Now that we have all thus stuff in hand, let's look at the actual regimen defined in the DNG file for setting up to transform the camera outputs (and that can mean "d','e', f' " if "camera output white balancing" has been done to the raw data before this process can "get hold of it").

1. We take the "matrix as given" (which is "XYZ->def") and multiply it by the matrix that defines the camera output white balancing. That gives us a matrix we can think of as "XYZ->d'e'f' ").

2. We take the inverse of that matrix, giving us a matrix we can think of as "d'e'f'->XYZ (and XYZ here means, "the coordinates of the color in a CIE XYZ color space whose white point is the chromaticity of the illuminant in use").

3. We multiply that matrix by the "chromatic adaptation matrix" which corrects and adjust between an "illuminant in use" frame of reference to a "D50" frame of reference. We can think of the resulting matrix as "d'e'f'->XYZ_D50".

Now, in actual, operation, we take the d'e'f' values for each pixel and multiply them by this "d'e'f'->XYZ_D50" matrix, to get the XYZ coordinate we will considered to represent the actual color of light at that pixel in a "D50" frame of reference.

************

Was that fun or what?

Best regards,

Doug

#### Doug Kerr

##### Well-known member
It may not at first seem intuitively correct that if we start with an "XYZ->def" matrix, then to get the "XYZ->d'e'f' " matrix we would multiply the "XYZ->def" matrix by the "def->d'e'f' " matrix. It almost seems that we need to in fact "divide out" the "def->d'e'f' ", not multiply by it.

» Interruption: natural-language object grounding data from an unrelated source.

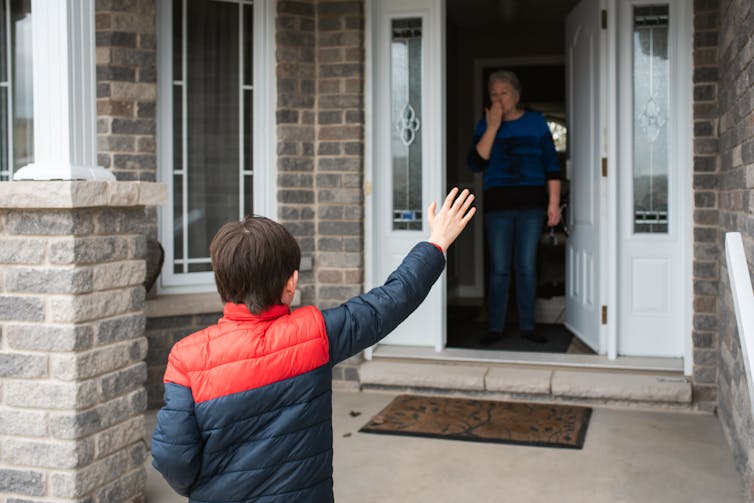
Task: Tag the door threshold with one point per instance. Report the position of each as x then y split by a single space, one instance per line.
528 358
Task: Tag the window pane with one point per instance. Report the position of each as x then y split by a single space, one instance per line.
248 46
23 105
178 223
212 88
651 90
4 172
406 112
177 40
3 40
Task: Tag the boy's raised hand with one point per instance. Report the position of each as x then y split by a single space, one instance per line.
447 224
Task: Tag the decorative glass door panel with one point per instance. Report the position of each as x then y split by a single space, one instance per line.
406 141
651 81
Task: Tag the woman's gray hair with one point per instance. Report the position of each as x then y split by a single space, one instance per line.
505 76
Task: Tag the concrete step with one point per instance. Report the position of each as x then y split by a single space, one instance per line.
587 385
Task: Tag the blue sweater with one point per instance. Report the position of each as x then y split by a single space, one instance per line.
522 160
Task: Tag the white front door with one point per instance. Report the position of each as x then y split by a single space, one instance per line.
408 160
584 263
654 177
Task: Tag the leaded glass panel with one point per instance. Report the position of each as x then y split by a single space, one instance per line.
651 90
406 122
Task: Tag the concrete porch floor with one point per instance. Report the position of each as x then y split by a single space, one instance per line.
629 455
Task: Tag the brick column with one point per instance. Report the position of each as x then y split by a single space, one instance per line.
73 345
707 250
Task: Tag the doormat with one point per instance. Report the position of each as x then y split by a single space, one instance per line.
535 424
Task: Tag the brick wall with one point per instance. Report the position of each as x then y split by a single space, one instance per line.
320 67
127 88
72 344
735 47
706 173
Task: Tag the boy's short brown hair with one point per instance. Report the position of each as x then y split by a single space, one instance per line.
252 260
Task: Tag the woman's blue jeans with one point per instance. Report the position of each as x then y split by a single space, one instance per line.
512 238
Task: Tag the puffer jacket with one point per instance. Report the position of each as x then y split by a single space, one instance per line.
248 402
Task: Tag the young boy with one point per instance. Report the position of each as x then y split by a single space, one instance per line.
248 413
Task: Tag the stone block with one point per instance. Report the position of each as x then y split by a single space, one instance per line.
612 386
48 280
120 328
75 484
119 274
47 454
122 381
22 251
49 223
128 486
18 308
421 375
49 395
518 380
72 425
27 482
23 422
49 337
87 307
119 436
23 366
98 361
88 250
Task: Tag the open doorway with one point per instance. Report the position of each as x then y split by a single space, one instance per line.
528 38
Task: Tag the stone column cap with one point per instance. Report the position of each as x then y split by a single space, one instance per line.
81 194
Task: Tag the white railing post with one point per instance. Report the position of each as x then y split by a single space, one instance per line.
65 93
743 302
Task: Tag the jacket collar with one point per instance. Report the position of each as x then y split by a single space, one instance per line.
239 312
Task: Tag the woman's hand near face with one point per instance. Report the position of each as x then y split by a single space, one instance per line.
494 116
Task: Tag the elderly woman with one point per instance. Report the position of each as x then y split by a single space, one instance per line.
514 149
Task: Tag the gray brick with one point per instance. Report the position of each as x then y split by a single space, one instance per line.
28 482
121 382
88 250
129 486
120 328
26 423
50 280
49 395
119 436
77 222
75 484
93 306
72 425
17 308
61 455
20 365
49 337
22 251
98 361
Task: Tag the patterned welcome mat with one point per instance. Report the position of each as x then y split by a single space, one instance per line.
542 425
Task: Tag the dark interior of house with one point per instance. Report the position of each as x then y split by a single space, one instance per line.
527 37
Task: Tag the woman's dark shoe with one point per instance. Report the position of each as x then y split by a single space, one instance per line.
531 335
491 338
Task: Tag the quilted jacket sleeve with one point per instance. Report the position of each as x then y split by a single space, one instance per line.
364 320
177 443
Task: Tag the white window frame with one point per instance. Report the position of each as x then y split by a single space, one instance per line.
264 152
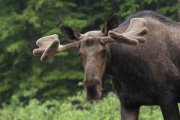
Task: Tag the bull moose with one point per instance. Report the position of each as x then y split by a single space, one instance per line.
142 55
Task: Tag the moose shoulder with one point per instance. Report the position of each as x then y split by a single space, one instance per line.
142 74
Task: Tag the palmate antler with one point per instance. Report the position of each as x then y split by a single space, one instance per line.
50 45
134 33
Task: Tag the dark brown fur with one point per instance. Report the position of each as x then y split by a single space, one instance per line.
149 73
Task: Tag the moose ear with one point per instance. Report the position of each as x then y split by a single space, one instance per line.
69 33
110 24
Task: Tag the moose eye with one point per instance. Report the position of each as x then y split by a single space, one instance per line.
78 53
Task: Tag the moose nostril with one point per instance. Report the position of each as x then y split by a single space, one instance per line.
89 83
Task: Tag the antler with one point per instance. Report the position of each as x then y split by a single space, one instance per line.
132 35
49 46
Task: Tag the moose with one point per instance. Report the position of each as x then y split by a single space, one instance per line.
142 55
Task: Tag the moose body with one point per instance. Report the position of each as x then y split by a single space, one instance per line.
142 74
149 73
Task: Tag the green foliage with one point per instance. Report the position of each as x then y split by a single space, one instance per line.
23 77
74 108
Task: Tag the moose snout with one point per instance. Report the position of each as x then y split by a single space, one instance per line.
92 82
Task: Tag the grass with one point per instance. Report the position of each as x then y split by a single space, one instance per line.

Of course there is no such thing, so perhaps we would do that by multiplying the "XYZ->def" by the inverse of the "def->d'e'f' " matrix.

But in fact, we need to do just what was originally stated.

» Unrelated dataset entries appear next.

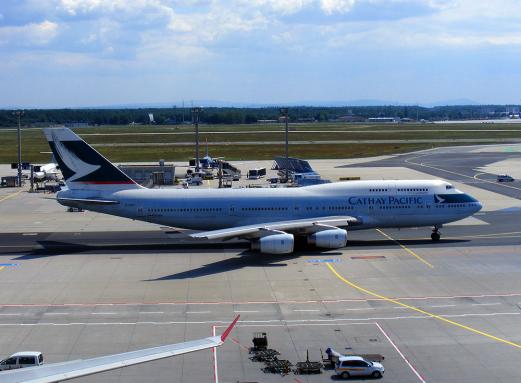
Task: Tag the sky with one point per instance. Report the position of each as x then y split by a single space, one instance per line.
81 53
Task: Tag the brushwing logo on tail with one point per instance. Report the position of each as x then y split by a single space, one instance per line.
71 160
439 199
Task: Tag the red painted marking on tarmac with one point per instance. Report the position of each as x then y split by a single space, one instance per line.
180 303
236 341
214 352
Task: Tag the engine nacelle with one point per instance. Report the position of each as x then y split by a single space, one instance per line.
274 244
329 239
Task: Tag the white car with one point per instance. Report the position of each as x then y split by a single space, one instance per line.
504 178
348 366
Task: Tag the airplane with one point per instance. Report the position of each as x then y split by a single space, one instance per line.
47 172
208 162
270 218
59 372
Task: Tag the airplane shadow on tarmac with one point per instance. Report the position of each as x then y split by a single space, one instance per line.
244 259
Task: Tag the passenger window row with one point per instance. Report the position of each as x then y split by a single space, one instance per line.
413 189
263 208
204 209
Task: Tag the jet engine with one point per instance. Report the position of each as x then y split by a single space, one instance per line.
328 239
274 244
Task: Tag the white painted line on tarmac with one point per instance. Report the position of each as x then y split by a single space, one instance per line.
152 312
245 311
486 304
264 322
361 309
306 311
400 353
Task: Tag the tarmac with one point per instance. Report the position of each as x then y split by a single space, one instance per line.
77 285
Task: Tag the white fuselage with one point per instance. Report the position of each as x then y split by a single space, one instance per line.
375 203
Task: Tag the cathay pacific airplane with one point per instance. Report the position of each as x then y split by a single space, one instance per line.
270 218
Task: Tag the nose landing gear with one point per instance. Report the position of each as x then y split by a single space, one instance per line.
435 236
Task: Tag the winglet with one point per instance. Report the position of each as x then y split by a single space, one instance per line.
229 329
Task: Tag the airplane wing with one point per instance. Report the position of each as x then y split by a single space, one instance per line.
58 372
303 225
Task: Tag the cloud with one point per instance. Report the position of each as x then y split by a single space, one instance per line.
33 34
332 6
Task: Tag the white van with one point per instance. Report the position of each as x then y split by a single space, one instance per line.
21 360
348 366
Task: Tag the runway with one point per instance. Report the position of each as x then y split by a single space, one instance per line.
460 164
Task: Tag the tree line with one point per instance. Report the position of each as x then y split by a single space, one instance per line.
229 115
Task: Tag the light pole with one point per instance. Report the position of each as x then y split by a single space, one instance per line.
195 118
19 114
284 112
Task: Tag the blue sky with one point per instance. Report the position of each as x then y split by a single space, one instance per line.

The key is this. In this illustration, I will use some hypothetical matrixes that convert between various matrix variables I will call "A", "B", and "C".

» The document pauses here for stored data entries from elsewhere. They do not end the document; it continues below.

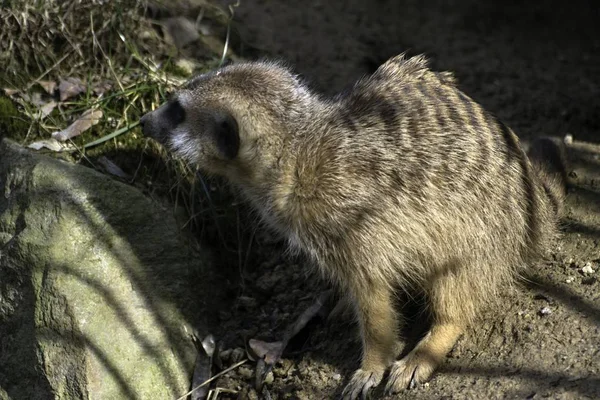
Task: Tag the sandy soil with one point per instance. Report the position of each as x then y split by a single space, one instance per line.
537 66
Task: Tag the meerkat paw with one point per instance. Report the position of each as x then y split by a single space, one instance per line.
361 383
417 367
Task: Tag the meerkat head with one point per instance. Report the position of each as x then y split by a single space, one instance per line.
233 121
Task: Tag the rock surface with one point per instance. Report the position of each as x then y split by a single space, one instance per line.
93 276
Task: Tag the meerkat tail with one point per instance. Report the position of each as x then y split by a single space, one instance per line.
549 161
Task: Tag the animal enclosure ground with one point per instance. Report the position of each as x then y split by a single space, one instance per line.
534 64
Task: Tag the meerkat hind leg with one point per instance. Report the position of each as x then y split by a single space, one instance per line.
378 325
448 323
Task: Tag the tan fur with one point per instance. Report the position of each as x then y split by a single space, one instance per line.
401 183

Suppose we have the matrix that can be used to multiply A to get B. I will call that matrix "A->B".

And suppose we have the matrix that can be used to multiply B to get C. I will call that matrix "B->C".

Then suppose we want to know how to compute the matrix that can be used to multiply A to get C. I will call that matrix "A->C".

The matrix algebra for calculating that is this:
A->C = B->C * A->B​

I use the asterisk for clarity to mean matrix multiplication; in regular matrix algebra (not "programming language") no symbol is used to mean multiplication (not even a dot), just as when in ordinary algebra we write "JK" to mean "J multiplied by K".

The way to remember this is that as we "progress along the chain" from one variable through an intermediate one to the final one, we add factors to the left. "B->C"comes farther along the overall chain from A to C than "A->B", so it goes to the left.

Recall that matrix multiplication is not commutative, so we cannot just interchange those two factors; the sequence is critical​

So to get the matrix that is used to convert XYZ to d'e'f', we do:

XYZ->d'e'f'= def->d'e'f * XYZ->def​

(Yes, we really want to know d'e'f'->XYZ, but we will get that next by inverting the previous result.)

Best regards,

Doug